The competitive Monrad Intermediate School student has been running for as long as she can remember, but joined the Feilding Moa Running Club about three years ago.
"We [my siblings] did well in school cross-country so we decided to get into it," she says.
"You just feel free when you're running.
"I like pushing myself hard to get better times and to beat myself I guess. I don't like losing."
She has just returned from a competition at Battle Hill in Wellington, where she was part of the winning under-19 women's relay team.
Her sister Kara, 14, and brother Noah, 10, are also runners and as a family they train every morning and afternoon.
While other children are watching afternoon cartoons or playing video games, Zia can be found pounding the pavement.
"I have a race every weekend until August. We're doing heaps of training for that. At the moment we're just starting off our training but after this week it will get harder."
In the mornings she wakes at 6.45am to run 4km, and after school she runs another 3-5km. Her afternoon session is a combination of running and circuits.
"Sometimes I think `do I have to', especially when I've got sore legs but you get going once you start running.
"You've got to be committed to running, otherwise it [training] drops off or you sleep in. You've got to push yourself."

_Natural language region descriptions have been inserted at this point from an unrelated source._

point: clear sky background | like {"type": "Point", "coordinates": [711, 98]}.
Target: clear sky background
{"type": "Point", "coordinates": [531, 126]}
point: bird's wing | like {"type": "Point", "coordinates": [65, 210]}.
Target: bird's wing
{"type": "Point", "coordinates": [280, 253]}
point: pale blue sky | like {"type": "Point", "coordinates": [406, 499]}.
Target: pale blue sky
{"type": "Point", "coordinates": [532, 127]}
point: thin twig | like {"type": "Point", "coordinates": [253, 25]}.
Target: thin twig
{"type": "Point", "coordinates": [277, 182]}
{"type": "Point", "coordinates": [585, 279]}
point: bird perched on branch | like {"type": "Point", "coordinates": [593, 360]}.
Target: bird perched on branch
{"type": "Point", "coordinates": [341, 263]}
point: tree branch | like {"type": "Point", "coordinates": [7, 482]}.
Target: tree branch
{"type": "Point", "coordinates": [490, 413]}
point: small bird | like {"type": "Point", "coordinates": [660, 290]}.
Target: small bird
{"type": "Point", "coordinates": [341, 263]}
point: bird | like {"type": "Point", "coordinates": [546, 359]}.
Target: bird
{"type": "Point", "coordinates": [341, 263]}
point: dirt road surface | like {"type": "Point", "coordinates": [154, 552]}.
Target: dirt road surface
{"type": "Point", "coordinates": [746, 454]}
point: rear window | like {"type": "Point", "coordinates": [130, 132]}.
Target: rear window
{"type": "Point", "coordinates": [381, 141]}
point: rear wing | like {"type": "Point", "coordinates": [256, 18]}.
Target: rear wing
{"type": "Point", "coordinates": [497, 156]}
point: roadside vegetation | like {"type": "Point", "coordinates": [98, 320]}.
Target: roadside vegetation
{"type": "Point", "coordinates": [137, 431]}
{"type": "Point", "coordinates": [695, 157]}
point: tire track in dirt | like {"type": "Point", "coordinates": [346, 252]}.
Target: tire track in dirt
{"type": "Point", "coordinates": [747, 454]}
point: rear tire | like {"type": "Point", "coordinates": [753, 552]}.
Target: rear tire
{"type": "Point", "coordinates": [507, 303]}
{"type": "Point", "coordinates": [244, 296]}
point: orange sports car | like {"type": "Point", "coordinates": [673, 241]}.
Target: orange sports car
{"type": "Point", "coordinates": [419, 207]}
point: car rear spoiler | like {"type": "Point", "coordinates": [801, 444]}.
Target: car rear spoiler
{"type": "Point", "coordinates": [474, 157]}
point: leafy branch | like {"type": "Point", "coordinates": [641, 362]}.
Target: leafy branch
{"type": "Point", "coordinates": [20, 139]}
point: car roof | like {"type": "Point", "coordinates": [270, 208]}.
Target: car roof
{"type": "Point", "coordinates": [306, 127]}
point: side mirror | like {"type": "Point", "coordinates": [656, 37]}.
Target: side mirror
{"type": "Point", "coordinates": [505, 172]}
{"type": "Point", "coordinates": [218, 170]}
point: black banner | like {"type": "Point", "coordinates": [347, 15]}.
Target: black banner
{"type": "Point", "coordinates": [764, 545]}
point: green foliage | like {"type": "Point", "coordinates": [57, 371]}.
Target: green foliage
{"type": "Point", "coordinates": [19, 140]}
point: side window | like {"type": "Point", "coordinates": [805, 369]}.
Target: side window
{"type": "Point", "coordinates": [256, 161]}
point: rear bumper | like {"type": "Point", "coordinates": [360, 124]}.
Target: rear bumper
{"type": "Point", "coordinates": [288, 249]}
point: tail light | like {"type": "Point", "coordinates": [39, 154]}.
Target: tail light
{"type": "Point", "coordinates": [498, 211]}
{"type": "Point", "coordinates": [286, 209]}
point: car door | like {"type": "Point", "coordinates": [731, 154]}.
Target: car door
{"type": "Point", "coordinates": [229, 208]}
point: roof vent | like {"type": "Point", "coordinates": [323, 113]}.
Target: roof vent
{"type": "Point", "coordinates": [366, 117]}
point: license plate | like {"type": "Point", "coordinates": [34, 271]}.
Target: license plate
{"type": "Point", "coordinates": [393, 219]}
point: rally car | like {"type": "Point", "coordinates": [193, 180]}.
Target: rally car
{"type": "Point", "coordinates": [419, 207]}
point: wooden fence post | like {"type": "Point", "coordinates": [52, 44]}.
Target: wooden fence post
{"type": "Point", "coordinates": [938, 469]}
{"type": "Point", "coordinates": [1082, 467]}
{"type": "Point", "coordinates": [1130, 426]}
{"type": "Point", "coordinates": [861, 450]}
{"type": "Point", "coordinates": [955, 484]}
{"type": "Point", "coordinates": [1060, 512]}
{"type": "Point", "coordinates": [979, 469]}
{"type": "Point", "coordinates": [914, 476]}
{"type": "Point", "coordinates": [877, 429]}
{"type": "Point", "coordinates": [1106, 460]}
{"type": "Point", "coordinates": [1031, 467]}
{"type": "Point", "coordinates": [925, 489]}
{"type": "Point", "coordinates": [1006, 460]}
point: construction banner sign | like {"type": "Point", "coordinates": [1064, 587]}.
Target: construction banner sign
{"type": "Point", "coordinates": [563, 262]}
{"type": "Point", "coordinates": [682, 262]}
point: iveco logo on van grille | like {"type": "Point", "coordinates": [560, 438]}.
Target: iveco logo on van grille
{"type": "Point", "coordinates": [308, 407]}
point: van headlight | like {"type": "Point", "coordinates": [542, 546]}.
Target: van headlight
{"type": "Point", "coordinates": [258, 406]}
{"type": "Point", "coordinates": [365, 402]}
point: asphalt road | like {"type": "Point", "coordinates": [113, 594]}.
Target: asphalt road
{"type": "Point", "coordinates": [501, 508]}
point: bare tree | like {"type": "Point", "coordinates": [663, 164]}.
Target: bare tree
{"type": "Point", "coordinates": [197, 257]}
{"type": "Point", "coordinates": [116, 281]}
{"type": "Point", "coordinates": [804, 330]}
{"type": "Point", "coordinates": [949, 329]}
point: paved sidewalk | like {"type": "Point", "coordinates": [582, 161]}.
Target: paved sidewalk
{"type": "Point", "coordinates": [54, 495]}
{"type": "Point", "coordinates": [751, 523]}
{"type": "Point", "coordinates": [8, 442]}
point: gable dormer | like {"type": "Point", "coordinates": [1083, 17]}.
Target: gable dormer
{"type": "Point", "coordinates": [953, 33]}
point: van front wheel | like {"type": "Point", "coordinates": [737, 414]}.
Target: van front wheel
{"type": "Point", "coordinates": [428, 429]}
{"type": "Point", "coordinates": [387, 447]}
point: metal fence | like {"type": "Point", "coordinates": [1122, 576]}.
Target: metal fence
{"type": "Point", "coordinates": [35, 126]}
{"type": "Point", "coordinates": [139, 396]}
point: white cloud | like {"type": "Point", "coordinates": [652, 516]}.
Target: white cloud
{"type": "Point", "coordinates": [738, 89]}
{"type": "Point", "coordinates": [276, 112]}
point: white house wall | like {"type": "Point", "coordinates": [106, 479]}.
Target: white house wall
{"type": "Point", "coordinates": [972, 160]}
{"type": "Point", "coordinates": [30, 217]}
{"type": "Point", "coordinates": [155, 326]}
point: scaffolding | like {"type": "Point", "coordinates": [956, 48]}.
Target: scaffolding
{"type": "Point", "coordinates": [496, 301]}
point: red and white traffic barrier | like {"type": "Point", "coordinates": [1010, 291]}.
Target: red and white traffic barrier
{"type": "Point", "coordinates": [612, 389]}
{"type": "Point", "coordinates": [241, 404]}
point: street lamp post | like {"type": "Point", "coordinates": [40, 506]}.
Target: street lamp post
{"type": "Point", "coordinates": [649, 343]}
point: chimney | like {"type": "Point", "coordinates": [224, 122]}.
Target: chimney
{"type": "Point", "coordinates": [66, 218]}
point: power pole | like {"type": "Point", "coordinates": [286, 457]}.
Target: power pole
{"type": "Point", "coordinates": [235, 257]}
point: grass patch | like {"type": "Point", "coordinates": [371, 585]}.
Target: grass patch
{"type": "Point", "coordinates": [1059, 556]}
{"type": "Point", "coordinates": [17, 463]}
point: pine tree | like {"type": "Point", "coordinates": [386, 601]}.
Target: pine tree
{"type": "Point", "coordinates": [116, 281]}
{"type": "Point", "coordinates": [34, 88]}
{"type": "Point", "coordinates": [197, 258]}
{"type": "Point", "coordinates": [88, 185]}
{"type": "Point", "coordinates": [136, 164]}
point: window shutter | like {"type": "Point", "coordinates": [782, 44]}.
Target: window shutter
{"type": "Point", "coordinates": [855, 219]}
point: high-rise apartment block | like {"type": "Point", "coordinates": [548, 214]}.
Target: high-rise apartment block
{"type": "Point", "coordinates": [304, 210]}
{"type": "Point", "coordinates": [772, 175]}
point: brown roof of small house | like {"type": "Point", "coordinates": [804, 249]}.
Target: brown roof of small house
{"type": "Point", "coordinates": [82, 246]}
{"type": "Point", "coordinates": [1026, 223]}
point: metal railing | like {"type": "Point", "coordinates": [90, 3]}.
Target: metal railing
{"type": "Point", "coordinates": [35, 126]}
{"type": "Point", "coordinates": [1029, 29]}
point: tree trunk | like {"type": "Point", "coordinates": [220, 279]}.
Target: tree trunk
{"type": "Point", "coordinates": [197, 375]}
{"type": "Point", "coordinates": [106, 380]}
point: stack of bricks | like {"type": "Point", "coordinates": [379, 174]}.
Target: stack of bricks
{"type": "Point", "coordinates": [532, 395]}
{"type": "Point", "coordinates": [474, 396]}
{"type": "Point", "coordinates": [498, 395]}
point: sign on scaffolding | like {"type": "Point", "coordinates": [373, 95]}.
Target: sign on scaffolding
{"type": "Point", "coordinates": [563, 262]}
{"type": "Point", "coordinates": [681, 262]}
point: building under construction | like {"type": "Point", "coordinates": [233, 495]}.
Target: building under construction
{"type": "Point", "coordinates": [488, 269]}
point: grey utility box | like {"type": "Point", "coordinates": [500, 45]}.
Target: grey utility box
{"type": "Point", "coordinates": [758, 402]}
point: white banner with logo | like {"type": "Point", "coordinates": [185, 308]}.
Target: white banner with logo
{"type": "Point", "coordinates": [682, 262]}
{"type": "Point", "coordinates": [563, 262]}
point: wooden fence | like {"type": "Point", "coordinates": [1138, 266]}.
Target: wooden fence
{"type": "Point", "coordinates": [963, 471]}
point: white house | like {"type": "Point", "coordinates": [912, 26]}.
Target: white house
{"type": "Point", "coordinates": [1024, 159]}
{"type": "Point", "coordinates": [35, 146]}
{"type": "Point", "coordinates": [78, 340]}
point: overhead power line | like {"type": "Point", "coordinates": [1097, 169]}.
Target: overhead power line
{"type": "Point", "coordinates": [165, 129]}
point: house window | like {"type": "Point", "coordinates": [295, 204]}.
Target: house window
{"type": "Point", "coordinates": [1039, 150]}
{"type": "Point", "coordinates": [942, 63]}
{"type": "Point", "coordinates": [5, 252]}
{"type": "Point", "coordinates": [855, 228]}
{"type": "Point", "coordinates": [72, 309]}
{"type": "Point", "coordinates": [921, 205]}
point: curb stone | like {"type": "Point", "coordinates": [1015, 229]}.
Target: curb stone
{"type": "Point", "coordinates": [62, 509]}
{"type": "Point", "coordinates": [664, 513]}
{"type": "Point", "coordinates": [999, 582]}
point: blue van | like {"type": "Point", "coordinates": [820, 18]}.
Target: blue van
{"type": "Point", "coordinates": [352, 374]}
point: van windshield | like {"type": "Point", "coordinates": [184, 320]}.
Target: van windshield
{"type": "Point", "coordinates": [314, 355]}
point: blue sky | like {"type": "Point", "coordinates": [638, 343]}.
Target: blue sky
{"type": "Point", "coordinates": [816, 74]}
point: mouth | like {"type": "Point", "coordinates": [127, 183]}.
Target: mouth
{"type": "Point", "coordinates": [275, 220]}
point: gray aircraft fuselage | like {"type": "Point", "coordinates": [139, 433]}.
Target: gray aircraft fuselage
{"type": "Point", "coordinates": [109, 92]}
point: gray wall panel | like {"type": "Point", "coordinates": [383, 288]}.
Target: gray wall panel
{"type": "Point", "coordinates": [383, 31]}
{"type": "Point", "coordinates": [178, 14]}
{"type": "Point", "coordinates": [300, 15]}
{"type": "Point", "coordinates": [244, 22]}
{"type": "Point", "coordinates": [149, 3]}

To make sure she doesn't injure herself, Zia has eight pairs of sport shoes for road running, cross-country, hiking, biking and other sports.
When she grows up she wants to be a professional runner.
"I want to go to the Olympics and I want do the 5 or 10-kilometre runs.
"We don't have any New Zealand runners who do that at the moment. It's mainly just the Kenyans and Ethiopians."
Zia is also a mountainbiker, and earlier this year she won the Oceania and National Mountain Bike events.
Apart from running, biking and school, Zia says she doesn't have time for much else.
"I get back home from training and do my homework, then it's dinner and then bedtime.
"On the weekends I race on Saturdays and on Sundays we go for longer runs. I really enjoy it. It's fun."